Древнее предание донесло до нас слова Христа: «В чем Я найду вас, в том и буду судить». В церковном народе издавна хранится вера, что если человек перед кончиной сподобится причаститься Святых Христовых Тайн, то его душа сразу возносится к Богу, минуя все посмертные испытания.
Я нередко поражался, почему некоторые люди (и таких примеров хватает) могли всю жизнь посещать храм, быть даже монахами, священниками или епископами, но обстоятельства перед их смертью вдруг складывались так, что они умирали без причастия. А другие в храм вообще не ходили, жили, что называется, неверующими, а в последние дни не просто являли самую глубокую веру и покаяние, но и, сверх всякого чаяния, Господь удостаивал их причащения Своих Тела и Крови.
Как-то я задал этот вопрос отцу Рафаилу (Огородникову). Он вздохнул и сказал:
— Да, причаститься перед смертью!.. Об этом можно только мечтать!

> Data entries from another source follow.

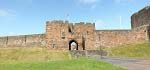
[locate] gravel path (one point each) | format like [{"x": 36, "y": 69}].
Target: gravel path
[{"x": 129, "y": 63}]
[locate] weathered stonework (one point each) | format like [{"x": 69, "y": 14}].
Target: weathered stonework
[
  {"x": 61, "y": 34},
  {"x": 23, "y": 41}
]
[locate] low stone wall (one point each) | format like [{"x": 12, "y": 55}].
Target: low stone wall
[
  {"x": 88, "y": 53},
  {"x": 110, "y": 38},
  {"x": 23, "y": 40}
]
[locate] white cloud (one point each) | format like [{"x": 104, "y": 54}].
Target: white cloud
[
  {"x": 88, "y": 1},
  {"x": 4, "y": 13},
  {"x": 122, "y": 1},
  {"x": 92, "y": 4}
]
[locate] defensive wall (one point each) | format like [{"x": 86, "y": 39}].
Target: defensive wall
[
  {"x": 60, "y": 35},
  {"x": 23, "y": 41}
]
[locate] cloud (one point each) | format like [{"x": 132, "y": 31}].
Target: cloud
[
  {"x": 88, "y": 2},
  {"x": 5, "y": 13},
  {"x": 92, "y": 4},
  {"x": 122, "y": 1}
]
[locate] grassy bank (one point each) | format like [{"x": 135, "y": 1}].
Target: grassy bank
[
  {"x": 44, "y": 59},
  {"x": 141, "y": 50},
  {"x": 30, "y": 54}
]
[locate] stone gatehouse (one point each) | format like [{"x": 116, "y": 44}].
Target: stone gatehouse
[{"x": 63, "y": 35}]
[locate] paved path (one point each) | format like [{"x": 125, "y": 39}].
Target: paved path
[{"x": 130, "y": 64}]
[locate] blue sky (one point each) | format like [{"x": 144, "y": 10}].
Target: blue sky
[{"x": 19, "y": 17}]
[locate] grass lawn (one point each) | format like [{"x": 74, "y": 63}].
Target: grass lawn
[
  {"x": 44, "y": 59},
  {"x": 141, "y": 50},
  {"x": 74, "y": 64}
]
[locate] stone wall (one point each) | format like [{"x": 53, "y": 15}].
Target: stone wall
[
  {"x": 23, "y": 41},
  {"x": 110, "y": 38},
  {"x": 59, "y": 35},
  {"x": 141, "y": 18}
]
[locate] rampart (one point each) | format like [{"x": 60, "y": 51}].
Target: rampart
[{"x": 23, "y": 41}]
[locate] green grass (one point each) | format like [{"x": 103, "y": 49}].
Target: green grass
[
  {"x": 141, "y": 50},
  {"x": 45, "y": 59},
  {"x": 74, "y": 64}
]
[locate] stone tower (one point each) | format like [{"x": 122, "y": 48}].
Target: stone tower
[{"x": 60, "y": 35}]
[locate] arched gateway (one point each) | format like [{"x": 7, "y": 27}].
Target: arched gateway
[{"x": 73, "y": 45}]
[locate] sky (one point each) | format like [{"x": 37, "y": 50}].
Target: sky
[{"x": 20, "y": 17}]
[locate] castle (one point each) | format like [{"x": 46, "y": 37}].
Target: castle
[{"x": 61, "y": 34}]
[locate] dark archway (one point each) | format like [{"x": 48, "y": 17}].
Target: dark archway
[{"x": 70, "y": 46}]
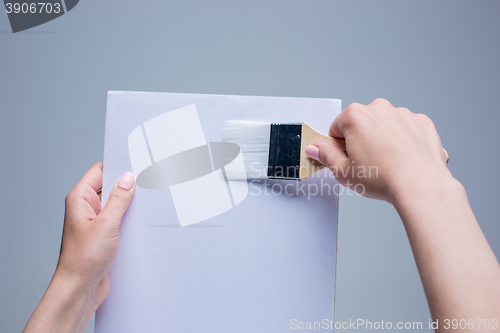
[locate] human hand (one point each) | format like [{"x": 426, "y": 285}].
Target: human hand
[
  {"x": 89, "y": 245},
  {"x": 90, "y": 236},
  {"x": 389, "y": 150}
]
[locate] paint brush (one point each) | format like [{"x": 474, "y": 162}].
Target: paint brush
[{"x": 276, "y": 151}]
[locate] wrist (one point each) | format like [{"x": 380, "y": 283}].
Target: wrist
[
  {"x": 428, "y": 193},
  {"x": 66, "y": 306}
]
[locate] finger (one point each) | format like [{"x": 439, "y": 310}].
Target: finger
[
  {"x": 119, "y": 199},
  {"x": 344, "y": 120},
  {"x": 93, "y": 177},
  {"x": 86, "y": 191},
  {"x": 333, "y": 157}
]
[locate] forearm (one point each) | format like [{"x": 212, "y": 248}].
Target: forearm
[
  {"x": 66, "y": 307},
  {"x": 459, "y": 271}
]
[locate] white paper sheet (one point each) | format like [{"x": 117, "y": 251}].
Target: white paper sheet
[{"x": 210, "y": 254}]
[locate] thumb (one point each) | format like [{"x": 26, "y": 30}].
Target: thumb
[
  {"x": 119, "y": 199},
  {"x": 331, "y": 156}
]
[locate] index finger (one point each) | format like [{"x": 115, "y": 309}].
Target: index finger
[{"x": 93, "y": 177}]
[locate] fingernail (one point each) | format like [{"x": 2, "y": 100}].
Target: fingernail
[
  {"x": 127, "y": 181},
  {"x": 313, "y": 152}
]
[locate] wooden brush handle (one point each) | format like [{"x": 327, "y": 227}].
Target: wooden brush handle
[{"x": 309, "y": 136}]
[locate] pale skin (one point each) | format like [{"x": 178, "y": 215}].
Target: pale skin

Я-то думаю, что если человек всю жизнь прожил вне Церкви, но в последний момент покаялся, да еще и причастился, то Господь даровал ему это обязательно за какую-нибудь тайную добродетель. За милосердие, например.
Подумав немного, отец Рафаил сам себя поправил:
— Хотя — о чем мы говорим? Кто из людей может знать пути Промысла Божиего? Помните, у Исайи пророка: «Мои мысли — не ваши мысли, и ваши пути — не Мои пути». Мы порой так жестоко судим людей нецерковных! А на самом деле мы просто ничего не знаем…
Осенью 1994 года ко мне в Сретенский монастырь приехал мой институтский товарищ Дмитрий Таланкин. Мы не виделись уже много лет. Дима принес печальную весть: профессор нашего института, великий актер и режиссер Сергей Федорович Бондарчук находится при смерти. Дмитрий разыскал меня, чтобы исповедовать и причастить умирающего, который был еще и другом семьи Таланкиных.
Я не встречался с Сергеем Федоровичем со студенческих времен, но знал, что последние годы его жизни были омрачены отвратительной травлей, которую устроили замечательному художнику коллеги по кинематографическому цеху. Сергей Федорович стойко выдержал все. Бондарчук был не только разносторонне одаренным, но еще и очень сильным, мужественным человеком. Однако здоровье его необратимо пошатнулось.
Что касается духовной жизни Сергея Федоровича, то, крещенный в детстве, он воспитывался и жил в атеистической среде, а на склоне лет сам пришел к познанию Бога. Но вероучение обрел не в Церкви, а в религиозных трудах Льва Николаевича Толстого, перед гением которого преклонялся. Толстой, как известно, в конце XIX века предложил миру созданную им самим религию. Несколько поколений русских интеллигентов пережили искушение толстовством. У некоторых отношение к своему кумиру порой принимало форму настоящего религиозного почитания.
Дима рассказал, что в последние недели к физическим страданиям Сергея Федоровича прибавились еще и весьма странные, тяжкие духовные мучения. Пред ним как наяву представали образы давно умерших людей, прежних знакомых Сергея Федоровича — знаменитых актеров, коллег по искусству. Но теперь они являлись в самых чудовищных, устрашающих образах и истязали больного, не давая ему покоя ни днем ни ночью. Врачи пытались помочь, но безуспешно. Измученный кошмарами, Сергей Федорович пытался искать защиту в той самой толстовской религии. Но странные пришельцы, врывавшиеся в его сознание, лишь глумились и мучили его еще сильнее.